Effect of a traveling magnetic field on heat and mass transfer during submerged heater crystal growth

The effect of traveling magnetic field (TMF) on heat and mass transfer during the 4" Ga:Ge semiconductor single crystal growth by the Axial Heat Processing technique has been studied numerically. The heat and mass transfer processes in the composite multiphase system consisting of crystal, melt, crucible, and submerged heater were analyzed in an axisymmetric unsteady formulation, with the instantaneous position and shape of the crystallization front being unknown and determined during the simulation. The influence of the TMF is accounted for through an analytically defined Lorentz force applied for the case of electrically insulating boundaries. The flow patterns and dopant distribution in the melt and crystal were determined for various temperature profiles applied to the submerged heater, axial temperature gradients, and at different directions and induction values of the applied TMF. It was found that the temperature boundary conditions applied to the submerged heater significantly affect mass transfer in the melt and, consequently, dopant segregation in the grown crystal.
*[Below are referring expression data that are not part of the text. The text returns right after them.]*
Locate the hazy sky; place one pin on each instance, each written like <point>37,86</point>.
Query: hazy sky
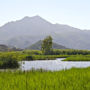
<point>75,13</point>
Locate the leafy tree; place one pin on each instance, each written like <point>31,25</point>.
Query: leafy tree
<point>47,45</point>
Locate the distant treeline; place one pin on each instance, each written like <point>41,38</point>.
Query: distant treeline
<point>10,59</point>
<point>59,52</point>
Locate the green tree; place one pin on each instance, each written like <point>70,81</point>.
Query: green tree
<point>47,45</point>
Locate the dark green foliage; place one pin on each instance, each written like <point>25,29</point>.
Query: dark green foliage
<point>78,58</point>
<point>8,61</point>
<point>47,45</point>
<point>37,46</point>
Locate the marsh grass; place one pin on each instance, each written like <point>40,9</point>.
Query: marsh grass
<point>73,79</point>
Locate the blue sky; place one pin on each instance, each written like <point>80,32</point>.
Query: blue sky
<point>75,13</point>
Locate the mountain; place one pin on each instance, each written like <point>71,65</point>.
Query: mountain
<point>37,46</point>
<point>4,48</point>
<point>23,33</point>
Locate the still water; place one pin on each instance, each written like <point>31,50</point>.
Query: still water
<point>53,65</point>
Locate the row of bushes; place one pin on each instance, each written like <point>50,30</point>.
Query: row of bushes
<point>58,52</point>
<point>8,61</point>
<point>78,58</point>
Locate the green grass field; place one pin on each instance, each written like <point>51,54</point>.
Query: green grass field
<point>73,79</point>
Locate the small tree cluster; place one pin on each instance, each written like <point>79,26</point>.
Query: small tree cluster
<point>47,45</point>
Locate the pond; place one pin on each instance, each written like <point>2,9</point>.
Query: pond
<point>53,65</point>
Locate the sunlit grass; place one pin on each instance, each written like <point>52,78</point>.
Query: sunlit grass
<point>73,79</point>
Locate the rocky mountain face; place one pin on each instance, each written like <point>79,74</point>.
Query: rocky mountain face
<point>23,33</point>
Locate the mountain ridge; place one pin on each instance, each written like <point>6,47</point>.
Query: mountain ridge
<point>25,32</point>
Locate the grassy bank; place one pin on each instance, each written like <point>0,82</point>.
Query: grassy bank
<point>73,79</point>
<point>78,58</point>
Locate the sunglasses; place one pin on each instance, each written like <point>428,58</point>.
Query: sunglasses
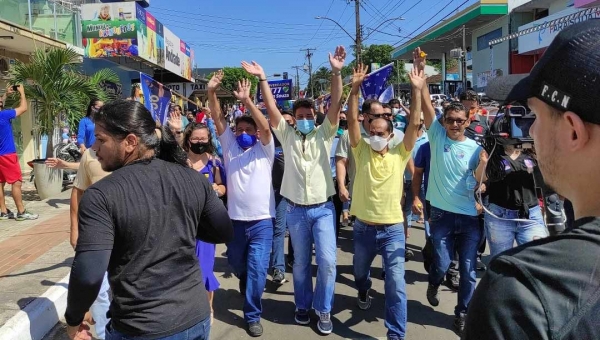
<point>451,121</point>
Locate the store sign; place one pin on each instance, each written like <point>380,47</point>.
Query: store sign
<point>542,38</point>
<point>127,29</point>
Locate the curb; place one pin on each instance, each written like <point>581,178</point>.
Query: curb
<point>39,316</point>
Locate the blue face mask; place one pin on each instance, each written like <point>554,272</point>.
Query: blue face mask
<point>245,140</point>
<point>305,126</point>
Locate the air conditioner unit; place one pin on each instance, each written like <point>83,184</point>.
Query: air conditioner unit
<point>4,67</point>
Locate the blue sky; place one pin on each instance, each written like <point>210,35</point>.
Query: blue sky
<point>224,32</point>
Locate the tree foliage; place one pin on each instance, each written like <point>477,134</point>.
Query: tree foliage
<point>52,80</point>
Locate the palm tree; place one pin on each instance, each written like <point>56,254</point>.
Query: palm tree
<point>60,91</point>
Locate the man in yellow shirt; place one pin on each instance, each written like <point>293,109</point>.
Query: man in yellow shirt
<point>376,202</point>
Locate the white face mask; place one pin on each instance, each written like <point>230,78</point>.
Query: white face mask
<point>378,143</point>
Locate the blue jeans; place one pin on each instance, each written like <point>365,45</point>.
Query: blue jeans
<point>307,225</point>
<point>389,241</point>
<point>279,227</point>
<point>248,254</point>
<point>100,308</point>
<point>501,234</point>
<point>200,331</point>
<point>450,232</point>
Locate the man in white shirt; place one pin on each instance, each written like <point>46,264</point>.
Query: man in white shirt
<point>249,158</point>
<point>308,188</point>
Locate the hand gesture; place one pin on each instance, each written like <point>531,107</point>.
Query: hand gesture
<point>243,92</point>
<point>419,59</point>
<point>56,163</point>
<point>417,79</point>
<point>344,194</point>
<point>337,59</point>
<point>254,69</point>
<point>175,122</point>
<point>81,332</point>
<point>359,75</point>
<point>215,81</point>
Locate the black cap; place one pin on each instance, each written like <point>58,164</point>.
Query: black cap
<point>567,77</point>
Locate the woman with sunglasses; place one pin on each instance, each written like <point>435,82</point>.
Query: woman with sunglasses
<point>201,155</point>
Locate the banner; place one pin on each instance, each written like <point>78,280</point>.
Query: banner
<point>376,82</point>
<point>109,30</point>
<point>282,90</point>
<point>157,98</point>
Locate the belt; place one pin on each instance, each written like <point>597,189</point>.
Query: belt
<point>306,205</point>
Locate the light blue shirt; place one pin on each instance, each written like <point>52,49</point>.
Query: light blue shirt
<point>451,163</point>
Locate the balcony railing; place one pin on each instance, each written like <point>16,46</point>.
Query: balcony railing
<point>58,20</point>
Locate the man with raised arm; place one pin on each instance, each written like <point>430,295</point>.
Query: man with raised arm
<point>457,163</point>
<point>249,158</point>
<point>308,187</point>
<point>376,197</point>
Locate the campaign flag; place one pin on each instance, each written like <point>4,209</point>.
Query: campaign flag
<point>157,98</point>
<point>375,82</point>
<point>387,95</point>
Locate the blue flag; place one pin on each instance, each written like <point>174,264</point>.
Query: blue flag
<point>376,82</point>
<point>157,98</point>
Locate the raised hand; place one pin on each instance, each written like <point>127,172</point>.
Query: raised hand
<point>243,92</point>
<point>215,81</point>
<point>417,78</point>
<point>254,69</point>
<point>419,59</point>
<point>359,74</point>
<point>338,59</point>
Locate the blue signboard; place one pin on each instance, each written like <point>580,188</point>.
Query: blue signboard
<point>282,90</point>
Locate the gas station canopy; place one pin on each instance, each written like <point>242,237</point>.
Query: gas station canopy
<point>448,35</point>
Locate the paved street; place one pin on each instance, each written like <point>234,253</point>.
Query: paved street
<point>425,322</point>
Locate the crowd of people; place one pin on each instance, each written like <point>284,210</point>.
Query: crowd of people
<point>307,172</point>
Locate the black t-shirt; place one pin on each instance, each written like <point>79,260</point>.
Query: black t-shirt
<point>517,190</point>
<point>545,289</point>
<point>148,214</point>
<point>278,166</point>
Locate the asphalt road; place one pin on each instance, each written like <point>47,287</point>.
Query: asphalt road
<point>424,321</point>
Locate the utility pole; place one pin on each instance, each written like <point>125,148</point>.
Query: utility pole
<point>297,81</point>
<point>310,80</point>
<point>358,39</point>
<point>464,59</point>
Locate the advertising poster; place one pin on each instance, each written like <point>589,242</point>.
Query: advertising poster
<point>157,98</point>
<point>282,90</point>
<point>109,30</point>
<point>172,53</point>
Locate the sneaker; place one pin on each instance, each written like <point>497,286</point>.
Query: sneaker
<point>459,323</point>
<point>408,255</point>
<point>453,281</point>
<point>254,329</point>
<point>243,286</point>
<point>278,277</point>
<point>26,215</point>
<point>432,295</point>
<point>324,324</point>
<point>302,317</point>
<point>363,300</point>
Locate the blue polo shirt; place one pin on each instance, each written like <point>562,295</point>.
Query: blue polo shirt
<point>451,163</point>
<point>7,141</point>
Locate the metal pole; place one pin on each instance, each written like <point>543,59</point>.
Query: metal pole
<point>464,59</point>
<point>358,39</point>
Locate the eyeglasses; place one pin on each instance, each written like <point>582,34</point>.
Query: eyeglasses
<point>451,121</point>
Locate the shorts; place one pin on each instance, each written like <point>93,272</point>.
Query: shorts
<point>10,170</point>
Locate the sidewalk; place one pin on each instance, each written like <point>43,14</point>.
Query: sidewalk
<point>34,256</point>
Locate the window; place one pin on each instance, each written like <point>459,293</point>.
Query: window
<point>483,40</point>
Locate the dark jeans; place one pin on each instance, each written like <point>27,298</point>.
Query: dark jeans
<point>279,227</point>
<point>248,254</point>
<point>450,232</point>
<point>200,331</point>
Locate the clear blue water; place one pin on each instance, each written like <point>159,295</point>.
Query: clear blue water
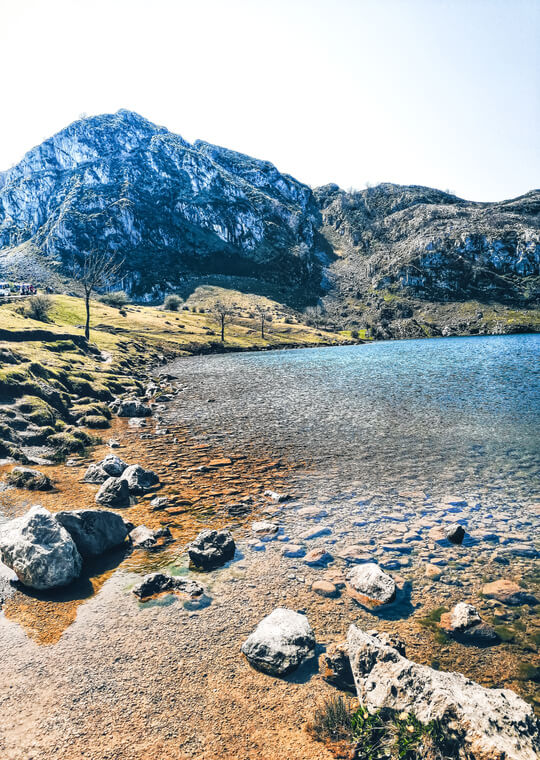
<point>445,415</point>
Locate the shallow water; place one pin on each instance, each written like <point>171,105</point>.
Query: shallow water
<point>448,415</point>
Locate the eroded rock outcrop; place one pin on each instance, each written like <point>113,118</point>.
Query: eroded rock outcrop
<point>280,642</point>
<point>490,724</point>
<point>39,550</point>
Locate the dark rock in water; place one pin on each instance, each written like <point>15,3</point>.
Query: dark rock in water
<point>138,479</point>
<point>335,666</point>
<point>145,538</point>
<point>156,583</point>
<point>281,641</point>
<point>113,493</point>
<point>465,625</point>
<point>133,408</point>
<point>486,723</point>
<point>211,548</point>
<point>508,592</point>
<point>33,480</point>
<point>39,550</point>
<point>94,531</point>
<point>370,586</point>
<point>455,533</point>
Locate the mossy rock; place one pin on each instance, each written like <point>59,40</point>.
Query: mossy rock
<point>66,443</point>
<point>95,421</point>
<point>37,410</point>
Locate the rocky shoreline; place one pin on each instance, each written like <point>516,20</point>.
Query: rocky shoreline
<point>275,566</point>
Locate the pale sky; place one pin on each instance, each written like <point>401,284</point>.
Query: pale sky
<point>442,93</point>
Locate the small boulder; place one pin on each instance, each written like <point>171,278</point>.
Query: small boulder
<point>317,558</point>
<point>39,550</point>
<point>455,533</point>
<point>211,548</point>
<point>114,492</point>
<point>370,586</point>
<point>336,667</point>
<point>264,528</point>
<point>156,583</point>
<point>465,625</point>
<point>138,479</point>
<point>280,642</point>
<point>94,531</point>
<point>33,480</point>
<point>133,408</point>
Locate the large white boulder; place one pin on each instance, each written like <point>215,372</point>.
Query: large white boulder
<point>281,641</point>
<point>490,724</point>
<point>39,550</point>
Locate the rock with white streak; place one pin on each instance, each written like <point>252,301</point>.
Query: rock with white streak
<point>489,724</point>
<point>39,550</point>
<point>281,641</point>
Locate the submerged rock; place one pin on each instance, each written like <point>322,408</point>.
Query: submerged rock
<point>39,550</point>
<point>146,538</point>
<point>489,724</point>
<point>33,480</point>
<point>508,592</point>
<point>94,531</point>
<point>370,586</point>
<point>132,408</point>
<point>156,583</point>
<point>211,548</point>
<point>281,641</point>
<point>464,624</point>
<point>138,479</point>
<point>113,493</point>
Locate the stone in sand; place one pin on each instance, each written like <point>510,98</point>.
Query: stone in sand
<point>113,493</point>
<point>370,586</point>
<point>156,583</point>
<point>336,667</point>
<point>281,641</point>
<point>211,549</point>
<point>39,550</point>
<point>138,479</point>
<point>489,723</point>
<point>94,531</point>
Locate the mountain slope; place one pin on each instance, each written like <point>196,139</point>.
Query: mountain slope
<point>170,209</point>
<point>391,259</point>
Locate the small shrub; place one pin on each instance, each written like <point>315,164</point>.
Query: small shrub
<point>38,307</point>
<point>118,299</point>
<point>172,303</point>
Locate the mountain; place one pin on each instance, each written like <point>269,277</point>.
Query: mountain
<point>388,258</point>
<point>169,209</point>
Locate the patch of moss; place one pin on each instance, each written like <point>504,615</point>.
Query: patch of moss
<point>95,421</point>
<point>37,410</point>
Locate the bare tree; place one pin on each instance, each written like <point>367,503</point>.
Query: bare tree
<point>95,271</point>
<point>314,314</point>
<point>222,311</point>
<point>264,317</point>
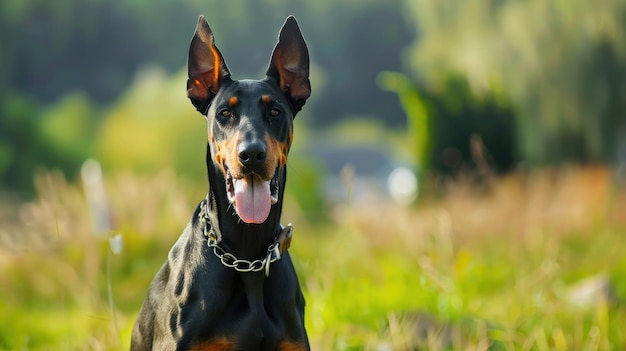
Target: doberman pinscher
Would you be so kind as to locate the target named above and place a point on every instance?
(228, 282)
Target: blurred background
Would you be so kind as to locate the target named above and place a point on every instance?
(456, 180)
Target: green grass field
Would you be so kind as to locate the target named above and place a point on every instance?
(527, 262)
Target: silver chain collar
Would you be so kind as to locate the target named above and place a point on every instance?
(229, 260)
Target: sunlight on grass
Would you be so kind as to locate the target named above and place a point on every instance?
(533, 263)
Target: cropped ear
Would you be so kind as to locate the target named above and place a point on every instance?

The downward TMF improves the axial and radial dopant homogeneity in the grown crystal. Within a certain range of intensities, the TMF reduced the intensity of flow driven by the radial temperature gradient at the submerged heater and the curvature of the crystallization front. Moreover, the positive effect of the TMF increased with higher growth rates. In the investigated configuration, a fourfold reduction in radial dopant segregation was achieved under stringent growth conditions by expanding the convective dopant transfer zone toward the symmetry axis through the TMF, thereby eliminating the accumulation of dopant concentration in this region.